Our greatest fears are being realized: The Milwaukee Bucks could be ripped from Wisconsin.
Bucks owner Herb Kohl addressed speculation that he intended to sell his team by announcing plans to create an ownership group committed to keeping the organization in Milwaukee, according to The Business Journal's Rich Kirchen.
"The process will start this week and will take as long as it needs to take," Kohl said. "We will do whatever is necessary to ensure that anyone that joins the ownership is as committed to keeping the team in Milwaukee as I am."
Visions of Seattle fans plotting a hostile takeover should now be dancing through your heads.
This is the danger small- and mid-markets face. They aren't blessed with big-city appeal. Stars won't flock to their franchise and superteams cannot simply be bought. Other means of revenue—like state-of-the-art arenas—must be tapped for them to remain afloat.
Pro Basketball Talk's Aaron Bruski had this to say on Milwaukee's situation:
For small and mid-markets, having a state-of-the-art arena to maximize revenues is a requirement and any city that isn’t willing to make that type of commitment to the NBA will be threatened by 5-10 other cities that are dying to get into the game. It’s simple supply and demand.

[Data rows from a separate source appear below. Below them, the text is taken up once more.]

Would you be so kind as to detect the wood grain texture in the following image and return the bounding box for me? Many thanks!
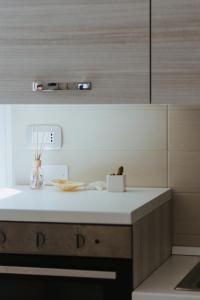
[0,0,149,103]
[133,201,172,288]
[0,222,132,258]
[173,193,200,247]
[152,0,200,104]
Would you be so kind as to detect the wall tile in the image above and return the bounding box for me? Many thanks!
[169,105,200,151]
[14,150,167,187]
[13,105,167,150]
[168,151,200,193]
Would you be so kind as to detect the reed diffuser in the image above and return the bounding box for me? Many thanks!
[30,129,45,190]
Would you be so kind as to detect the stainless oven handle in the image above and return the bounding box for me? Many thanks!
[0,266,117,280]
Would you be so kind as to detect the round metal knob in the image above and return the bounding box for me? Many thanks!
[0,231,6,245]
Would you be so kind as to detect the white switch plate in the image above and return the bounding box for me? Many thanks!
[26,124,62,150]
[42,165,69,184]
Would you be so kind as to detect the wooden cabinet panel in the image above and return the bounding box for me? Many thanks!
[133,201,172,288]
[152,0,200,104]
[0,0,149,103]
[0,222,132,258]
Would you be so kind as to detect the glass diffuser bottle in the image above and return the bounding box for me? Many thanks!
[30,159,44,190]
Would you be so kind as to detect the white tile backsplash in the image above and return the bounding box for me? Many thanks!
[12,105,167,186]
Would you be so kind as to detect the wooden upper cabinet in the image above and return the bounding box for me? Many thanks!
[0,0,149,104]
[152,0,200,104]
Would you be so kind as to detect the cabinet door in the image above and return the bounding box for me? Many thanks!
[0,0,149,104]
[152,0,200,104]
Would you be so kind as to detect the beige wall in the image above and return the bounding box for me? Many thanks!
[12,105,200,246]
[169,106,200,246]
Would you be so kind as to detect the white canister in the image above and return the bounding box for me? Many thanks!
[106,175,126,192]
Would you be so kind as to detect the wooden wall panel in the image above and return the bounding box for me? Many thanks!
[133,201,172,288]
[0,0,149,103]
[152,0,200,104]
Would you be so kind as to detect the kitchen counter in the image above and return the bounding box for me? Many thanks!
[0,186,171,225]
[132,255,200,300]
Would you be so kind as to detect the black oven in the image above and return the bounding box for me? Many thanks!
[0,254,133,300]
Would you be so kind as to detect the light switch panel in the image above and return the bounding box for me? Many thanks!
[26,124,62,150]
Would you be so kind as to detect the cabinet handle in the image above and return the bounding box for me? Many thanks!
[36,232,46,248]
[76,233,85,249]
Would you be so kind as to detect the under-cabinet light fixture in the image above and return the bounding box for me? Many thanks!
[32,81,92,92]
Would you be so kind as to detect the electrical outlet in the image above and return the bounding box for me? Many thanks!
[26,124,62,150]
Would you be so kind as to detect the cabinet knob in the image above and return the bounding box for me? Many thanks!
[0,231,6,245]
[36,232,46,248]
[75,233,85,249]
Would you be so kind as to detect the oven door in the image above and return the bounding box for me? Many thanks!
[0,255,132,300]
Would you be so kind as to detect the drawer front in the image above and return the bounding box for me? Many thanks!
[0,222,132,258]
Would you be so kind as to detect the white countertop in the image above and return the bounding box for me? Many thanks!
[132,255,200,300]
[0,186,171,225]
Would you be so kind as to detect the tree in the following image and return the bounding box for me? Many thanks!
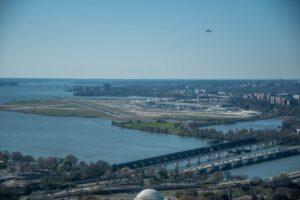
[63,155,78,170]
[11,152,23,162]
[211,171,223,183]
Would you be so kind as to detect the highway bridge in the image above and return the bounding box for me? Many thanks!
[190,146,300,174]
[112,138,258,170]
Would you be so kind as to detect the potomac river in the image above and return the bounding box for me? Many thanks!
[0,79,300,177]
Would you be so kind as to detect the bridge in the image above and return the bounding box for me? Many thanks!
[190,146,300,174]
[112,138,258,170]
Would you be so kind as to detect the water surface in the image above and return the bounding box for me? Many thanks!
[0,111,206,163]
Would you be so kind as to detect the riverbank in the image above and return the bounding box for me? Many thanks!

First and foremost he needs to deliver on an arena, and having more investors will help that along in many ways. But just as important to Milwaukee will be the overall value proposition this ownership group will have to the NBA, whether Kohl wants to continue as owner of the Bucks or not. That’s because if there ever comes a time when their arena plans are in doubt, it will be this group that gets measured against Seattle and any other city that wants to get into the game.
Kohl has no intention of moving the team or partaking in the dangerous game Sacramento Kings fans braved recently. He's made it perfectly clear he wants to keep the Bucks in Milwaukee.
That starts with a new arena and with broadening the influence his middling Bucks hold. That can be difficult. We saw how difficult it was for the Kings to remain in Sacramento. Similar obstacles, most notably financial ones, will stand in Milwaukee's way.
But Kohl remains confident this can all work out. He even called this process a good thing.
"It could have been a year ago or even a year from now," he said, via Kirchen. "This time just seems to make sense. I am not going anywhere. This is a good thing for the franchise and for myself."
If he succeeds in finding a willing group of financial backers and a new arena, then yes, it is good thing.
That, however, is a massive "if."
Kohl's optimism suggests finding potential investors won't be impossible, though. Per Kirchen, current Bucks player and Wisconsin native Caron Butler recently said he would like to become part of a potential ownership group.
While it appears Kohl is confident and has options, he is on a deadline. The NBA has given him until 2017 to give Milwaukee an arena that meets the league standards.
That doesn't give Kohl and the Bucks much time.
For now, Kohl has the support of commissioner David Stern, who, Bruski notes, is against NBA teams switching locations because it hurts the league's brand.
"With this announcement, Senator Kohl continues his mission: to assure continuity of ownership by broadening its ownership base, and assuring that the fans of Wisconsin will enjoy NBA basketball and other events in a new state-of-the-art facility,” Stern said, according to the Los Angeles Times' Eric Pincus.
But his and commissioner-in-waiting Adam Silver's support is conditional. The Bucks' future in Milwaukee is conditional.
They need a new arena, and Kohl must find investors able to make that happen. Otherwise, this story won't have the happy ending Sacramento's did.